Re: Is $700 billion a big number

(an email and an article)

On Dec 23, 2007 5:37 PM, Russell Huntley wrote:
>
>
>
> For a very bearish take on the credit crisis, see: Crisis may make 1929 look
> a ‘walk in the park’. The article includes a $700 billion loss estimate from
> the head of credit at Barclays capital:
>
> Goldman Sachs caused shock last month when it predicted that total crunch
> losses would reach $500bn,

Yes, could be. Rearranging of financial assets.

leading to a $2 trillion contraction in lending
> as bank multiples kick into reverse.

I don’t see this as a consequence. Bank lending will go in reverse only if there are no profitable loans to be made.

With floating exchange rates, bank capital in endogenous and will respond to returns on equity.

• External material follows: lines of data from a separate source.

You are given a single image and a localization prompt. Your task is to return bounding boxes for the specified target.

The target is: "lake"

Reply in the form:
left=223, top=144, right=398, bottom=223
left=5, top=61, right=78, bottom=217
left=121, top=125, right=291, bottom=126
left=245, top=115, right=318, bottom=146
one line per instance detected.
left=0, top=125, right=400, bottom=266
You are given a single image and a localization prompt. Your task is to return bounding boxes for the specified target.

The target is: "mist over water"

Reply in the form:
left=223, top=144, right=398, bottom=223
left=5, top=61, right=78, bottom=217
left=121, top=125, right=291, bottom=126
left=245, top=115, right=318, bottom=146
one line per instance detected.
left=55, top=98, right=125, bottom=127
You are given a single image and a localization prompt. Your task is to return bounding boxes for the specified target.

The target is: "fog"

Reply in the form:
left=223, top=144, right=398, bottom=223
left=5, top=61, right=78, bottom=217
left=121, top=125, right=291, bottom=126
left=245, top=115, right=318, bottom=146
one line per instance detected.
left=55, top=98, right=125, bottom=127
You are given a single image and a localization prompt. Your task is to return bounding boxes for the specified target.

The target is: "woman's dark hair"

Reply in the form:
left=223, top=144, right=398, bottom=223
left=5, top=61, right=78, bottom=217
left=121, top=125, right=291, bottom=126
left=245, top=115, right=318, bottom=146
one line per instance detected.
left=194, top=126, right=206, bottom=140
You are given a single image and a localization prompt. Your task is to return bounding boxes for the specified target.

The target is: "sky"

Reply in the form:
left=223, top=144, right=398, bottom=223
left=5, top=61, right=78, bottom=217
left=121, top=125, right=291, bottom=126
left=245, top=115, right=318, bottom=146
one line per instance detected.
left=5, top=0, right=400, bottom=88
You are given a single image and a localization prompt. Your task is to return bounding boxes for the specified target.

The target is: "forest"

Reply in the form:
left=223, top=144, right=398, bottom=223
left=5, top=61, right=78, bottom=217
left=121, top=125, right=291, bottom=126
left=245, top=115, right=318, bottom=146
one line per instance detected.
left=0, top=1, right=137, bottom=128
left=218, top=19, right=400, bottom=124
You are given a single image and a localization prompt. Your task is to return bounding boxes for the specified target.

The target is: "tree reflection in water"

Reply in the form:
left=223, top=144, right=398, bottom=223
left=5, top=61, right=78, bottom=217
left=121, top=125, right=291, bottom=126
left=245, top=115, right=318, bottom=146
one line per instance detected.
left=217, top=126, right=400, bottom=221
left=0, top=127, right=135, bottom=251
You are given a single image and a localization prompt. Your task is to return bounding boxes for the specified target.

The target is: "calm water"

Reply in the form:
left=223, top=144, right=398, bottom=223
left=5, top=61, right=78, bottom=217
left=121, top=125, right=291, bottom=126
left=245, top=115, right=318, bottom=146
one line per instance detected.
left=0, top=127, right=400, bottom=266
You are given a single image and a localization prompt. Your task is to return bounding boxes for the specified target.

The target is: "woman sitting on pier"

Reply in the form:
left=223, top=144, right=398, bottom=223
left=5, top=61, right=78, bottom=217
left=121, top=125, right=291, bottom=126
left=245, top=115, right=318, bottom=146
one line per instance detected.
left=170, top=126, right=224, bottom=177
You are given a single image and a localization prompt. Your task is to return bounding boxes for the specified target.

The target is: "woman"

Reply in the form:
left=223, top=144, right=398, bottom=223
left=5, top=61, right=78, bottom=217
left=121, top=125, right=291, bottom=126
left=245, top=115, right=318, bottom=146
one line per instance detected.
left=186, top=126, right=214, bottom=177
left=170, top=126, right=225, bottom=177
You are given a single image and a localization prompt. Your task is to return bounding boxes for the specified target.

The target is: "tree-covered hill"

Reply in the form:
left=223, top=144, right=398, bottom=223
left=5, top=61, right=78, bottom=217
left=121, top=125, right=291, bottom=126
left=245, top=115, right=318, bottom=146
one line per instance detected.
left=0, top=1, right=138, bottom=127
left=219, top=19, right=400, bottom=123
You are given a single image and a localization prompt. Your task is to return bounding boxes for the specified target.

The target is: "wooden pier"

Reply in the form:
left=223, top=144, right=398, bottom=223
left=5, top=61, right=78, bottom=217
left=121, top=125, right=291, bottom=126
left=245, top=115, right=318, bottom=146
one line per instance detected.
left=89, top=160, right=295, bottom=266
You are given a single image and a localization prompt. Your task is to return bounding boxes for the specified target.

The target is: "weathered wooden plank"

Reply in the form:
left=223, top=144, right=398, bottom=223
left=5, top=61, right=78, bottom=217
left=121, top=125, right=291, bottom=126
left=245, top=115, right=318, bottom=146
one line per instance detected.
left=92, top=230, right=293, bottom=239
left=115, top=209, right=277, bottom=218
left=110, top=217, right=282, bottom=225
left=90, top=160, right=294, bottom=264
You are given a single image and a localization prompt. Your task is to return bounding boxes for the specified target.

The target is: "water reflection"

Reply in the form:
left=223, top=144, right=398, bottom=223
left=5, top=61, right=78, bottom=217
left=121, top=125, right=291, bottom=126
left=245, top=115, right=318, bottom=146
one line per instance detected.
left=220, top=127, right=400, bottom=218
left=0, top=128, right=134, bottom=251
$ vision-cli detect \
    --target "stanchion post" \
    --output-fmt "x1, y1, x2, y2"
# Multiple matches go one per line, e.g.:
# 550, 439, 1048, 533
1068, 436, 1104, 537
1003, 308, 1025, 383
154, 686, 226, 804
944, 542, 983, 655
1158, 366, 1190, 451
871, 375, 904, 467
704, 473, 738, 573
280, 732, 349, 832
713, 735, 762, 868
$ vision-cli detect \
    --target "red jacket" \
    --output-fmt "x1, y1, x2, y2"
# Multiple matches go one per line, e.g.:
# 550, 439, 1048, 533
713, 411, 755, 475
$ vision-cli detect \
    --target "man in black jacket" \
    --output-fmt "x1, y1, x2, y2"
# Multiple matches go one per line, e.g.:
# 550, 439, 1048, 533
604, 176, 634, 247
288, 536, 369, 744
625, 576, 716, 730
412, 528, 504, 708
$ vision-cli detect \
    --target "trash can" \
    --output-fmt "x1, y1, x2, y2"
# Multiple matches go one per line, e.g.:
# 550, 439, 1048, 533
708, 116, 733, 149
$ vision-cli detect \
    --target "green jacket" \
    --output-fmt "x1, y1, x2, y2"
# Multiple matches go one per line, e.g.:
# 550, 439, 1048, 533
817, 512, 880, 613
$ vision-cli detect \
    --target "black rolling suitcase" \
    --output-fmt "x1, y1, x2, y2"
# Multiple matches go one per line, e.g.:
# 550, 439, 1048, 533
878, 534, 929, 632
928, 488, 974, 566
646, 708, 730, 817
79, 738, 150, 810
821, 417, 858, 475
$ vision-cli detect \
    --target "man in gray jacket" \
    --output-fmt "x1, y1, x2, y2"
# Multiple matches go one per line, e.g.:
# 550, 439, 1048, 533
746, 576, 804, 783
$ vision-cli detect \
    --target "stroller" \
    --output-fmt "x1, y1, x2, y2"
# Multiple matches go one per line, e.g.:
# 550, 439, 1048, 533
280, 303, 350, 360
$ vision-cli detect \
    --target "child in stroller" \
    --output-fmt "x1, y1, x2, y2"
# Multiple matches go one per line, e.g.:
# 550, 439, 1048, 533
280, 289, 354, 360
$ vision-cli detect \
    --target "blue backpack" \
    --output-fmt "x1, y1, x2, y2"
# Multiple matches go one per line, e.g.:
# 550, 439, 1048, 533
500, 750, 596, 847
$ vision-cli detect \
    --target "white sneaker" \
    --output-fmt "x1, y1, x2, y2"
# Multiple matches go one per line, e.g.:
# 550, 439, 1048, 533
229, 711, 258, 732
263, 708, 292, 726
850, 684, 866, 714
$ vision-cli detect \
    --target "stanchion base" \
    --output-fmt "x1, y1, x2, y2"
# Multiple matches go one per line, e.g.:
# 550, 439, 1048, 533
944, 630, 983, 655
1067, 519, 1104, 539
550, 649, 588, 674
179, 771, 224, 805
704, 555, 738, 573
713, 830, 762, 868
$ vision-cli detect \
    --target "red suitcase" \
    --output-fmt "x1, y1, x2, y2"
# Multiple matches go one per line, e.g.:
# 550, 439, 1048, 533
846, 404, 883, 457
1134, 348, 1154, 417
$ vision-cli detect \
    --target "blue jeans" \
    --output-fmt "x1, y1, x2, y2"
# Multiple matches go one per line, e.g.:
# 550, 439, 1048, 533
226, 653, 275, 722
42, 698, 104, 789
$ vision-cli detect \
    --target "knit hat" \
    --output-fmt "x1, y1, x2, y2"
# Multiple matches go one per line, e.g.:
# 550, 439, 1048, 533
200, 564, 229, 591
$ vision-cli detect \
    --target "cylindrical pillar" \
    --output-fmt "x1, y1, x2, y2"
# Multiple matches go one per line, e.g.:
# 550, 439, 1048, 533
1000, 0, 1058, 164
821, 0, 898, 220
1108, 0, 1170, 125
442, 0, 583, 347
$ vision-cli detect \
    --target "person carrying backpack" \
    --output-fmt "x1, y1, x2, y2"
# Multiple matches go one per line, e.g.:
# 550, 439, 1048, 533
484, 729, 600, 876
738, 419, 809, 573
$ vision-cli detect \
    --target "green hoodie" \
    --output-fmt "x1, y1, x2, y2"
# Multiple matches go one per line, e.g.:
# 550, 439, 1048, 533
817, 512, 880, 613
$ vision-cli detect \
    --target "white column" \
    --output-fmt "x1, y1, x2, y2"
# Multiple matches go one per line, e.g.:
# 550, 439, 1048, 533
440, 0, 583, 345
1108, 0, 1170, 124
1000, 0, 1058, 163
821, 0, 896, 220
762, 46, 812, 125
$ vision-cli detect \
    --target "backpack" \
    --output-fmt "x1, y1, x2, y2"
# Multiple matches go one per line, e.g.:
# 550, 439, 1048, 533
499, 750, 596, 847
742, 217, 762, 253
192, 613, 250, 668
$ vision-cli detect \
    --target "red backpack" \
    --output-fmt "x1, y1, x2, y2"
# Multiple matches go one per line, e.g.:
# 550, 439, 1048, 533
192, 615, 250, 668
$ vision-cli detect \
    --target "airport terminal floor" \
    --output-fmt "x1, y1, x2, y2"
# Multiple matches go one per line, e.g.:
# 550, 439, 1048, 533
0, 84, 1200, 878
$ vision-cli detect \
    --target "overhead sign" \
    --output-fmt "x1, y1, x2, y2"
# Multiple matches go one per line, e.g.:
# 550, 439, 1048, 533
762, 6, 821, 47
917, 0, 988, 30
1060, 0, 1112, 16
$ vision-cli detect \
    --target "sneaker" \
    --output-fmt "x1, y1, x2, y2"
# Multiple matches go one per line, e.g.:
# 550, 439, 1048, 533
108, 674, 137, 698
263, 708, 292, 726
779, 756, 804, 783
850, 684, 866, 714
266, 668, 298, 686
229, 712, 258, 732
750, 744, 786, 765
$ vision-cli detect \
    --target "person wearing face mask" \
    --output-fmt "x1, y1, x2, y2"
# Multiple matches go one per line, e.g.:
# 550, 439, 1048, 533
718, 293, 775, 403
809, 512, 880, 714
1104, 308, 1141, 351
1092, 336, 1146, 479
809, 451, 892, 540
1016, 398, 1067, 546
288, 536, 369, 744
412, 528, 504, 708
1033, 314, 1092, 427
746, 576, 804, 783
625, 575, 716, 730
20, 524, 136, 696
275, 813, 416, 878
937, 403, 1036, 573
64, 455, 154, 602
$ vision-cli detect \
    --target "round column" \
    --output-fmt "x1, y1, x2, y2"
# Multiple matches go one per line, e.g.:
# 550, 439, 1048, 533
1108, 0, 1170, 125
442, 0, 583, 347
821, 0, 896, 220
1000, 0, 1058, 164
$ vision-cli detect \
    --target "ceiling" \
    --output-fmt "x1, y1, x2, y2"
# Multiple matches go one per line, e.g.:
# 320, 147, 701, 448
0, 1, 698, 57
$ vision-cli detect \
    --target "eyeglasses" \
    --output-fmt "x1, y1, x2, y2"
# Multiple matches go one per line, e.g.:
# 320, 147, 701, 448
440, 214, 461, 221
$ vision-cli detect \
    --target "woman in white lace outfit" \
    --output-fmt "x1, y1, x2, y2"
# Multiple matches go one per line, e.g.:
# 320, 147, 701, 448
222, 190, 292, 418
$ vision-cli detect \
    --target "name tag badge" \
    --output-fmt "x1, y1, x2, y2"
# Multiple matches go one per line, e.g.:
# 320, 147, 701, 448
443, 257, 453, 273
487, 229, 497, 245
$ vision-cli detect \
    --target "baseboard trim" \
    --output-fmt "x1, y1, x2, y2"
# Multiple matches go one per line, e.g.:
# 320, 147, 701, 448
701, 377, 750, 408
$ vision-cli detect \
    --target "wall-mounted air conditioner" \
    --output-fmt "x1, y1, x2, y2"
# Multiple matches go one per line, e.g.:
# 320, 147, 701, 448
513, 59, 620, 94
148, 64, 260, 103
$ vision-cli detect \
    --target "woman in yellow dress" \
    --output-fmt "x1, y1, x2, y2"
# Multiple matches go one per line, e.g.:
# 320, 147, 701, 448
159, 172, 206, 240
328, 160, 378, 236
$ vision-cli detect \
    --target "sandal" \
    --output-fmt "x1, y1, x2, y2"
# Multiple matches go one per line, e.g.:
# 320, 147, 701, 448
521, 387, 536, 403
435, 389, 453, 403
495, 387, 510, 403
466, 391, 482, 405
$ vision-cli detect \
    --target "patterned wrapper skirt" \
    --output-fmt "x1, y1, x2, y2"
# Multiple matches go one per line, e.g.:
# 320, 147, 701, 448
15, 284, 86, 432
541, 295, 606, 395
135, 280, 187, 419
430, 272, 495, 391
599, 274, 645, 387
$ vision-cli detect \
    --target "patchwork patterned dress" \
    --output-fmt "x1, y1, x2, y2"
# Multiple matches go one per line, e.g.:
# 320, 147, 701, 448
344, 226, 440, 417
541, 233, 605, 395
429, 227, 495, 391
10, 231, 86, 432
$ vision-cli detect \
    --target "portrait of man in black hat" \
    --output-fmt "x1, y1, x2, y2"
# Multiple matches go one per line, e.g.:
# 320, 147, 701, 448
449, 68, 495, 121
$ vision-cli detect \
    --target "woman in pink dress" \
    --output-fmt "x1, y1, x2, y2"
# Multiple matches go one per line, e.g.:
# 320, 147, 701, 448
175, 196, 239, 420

This already seems humdrum.
>
> “Our counterparties are telling us that losses may reach $700bn,” says Rob
> McAdie, head of credit at Barclays Capital. Where will it end? The big banks
> face a further $200bn of defaults in commercial property. On it goes.

Been less than 100 billion so far. Maybe they are talking cumulatively over the next five years?

>
> UPDATE: My main interest in this article was the quote from Barclays
> Capital. There has been a growing agreement that the mortgage credit crisis
> would result in losses of perhaps $400B to $500B; this is the first estimate
> I’ve seen significantly above that number.
>
> I noted last week that a $1+ trillion mortgage loss number is possible if it
> becomes socially acceptable for the middle class to walk away from their
> upside down mortgages.

Historically, people just don’t walk out onto the streets. They are personally liable for the payments regardless of current equity positions, and incomes are still strong, nationally broader surveys show home prices still up a tad ear over year.

Yes, some condo flippers and speculators will walk. But demand from that source has already gone to zero – did so over a yar ago, so that doesn’t alter aggregate demand from this point.

And that doesn’t include losses in CRE, corporate
> debt and the decrease in household net worth.

Different things, but again, the key to GDP is whether demand will hold up, including exports.

And probably half of aggregate demand comes directly or indirectly from the government. Don’t see that going negative. And AMT tax just cut fifty billion for 2008 will help demand marginally.

>
> The S&L crisis was $160B, so even adjusting for inflation, the current
> crisis is much worse than the S&L crisis (see page 13 of this GAO document).

That was net government losses? Shareholders/investors lost a lot more?

And a $1 trillion per day move in the world equity values happens all the time.

Q4 GPD being revised up to the 2% range. This has happened every quarter for quite a while.

Yes, it can all fall apart, but it hasn’t happened yet. And while there are risks to demand, negative GDP is far from obvious. Those predicting recessions mainly use yield curve correlations with past cycles and things like that.

Interesting that the one thing that is ‘real’ and currently happening is ‘inflation’, which the fed doesn’t seem to care about. And it won’t stop until crude stops climbing.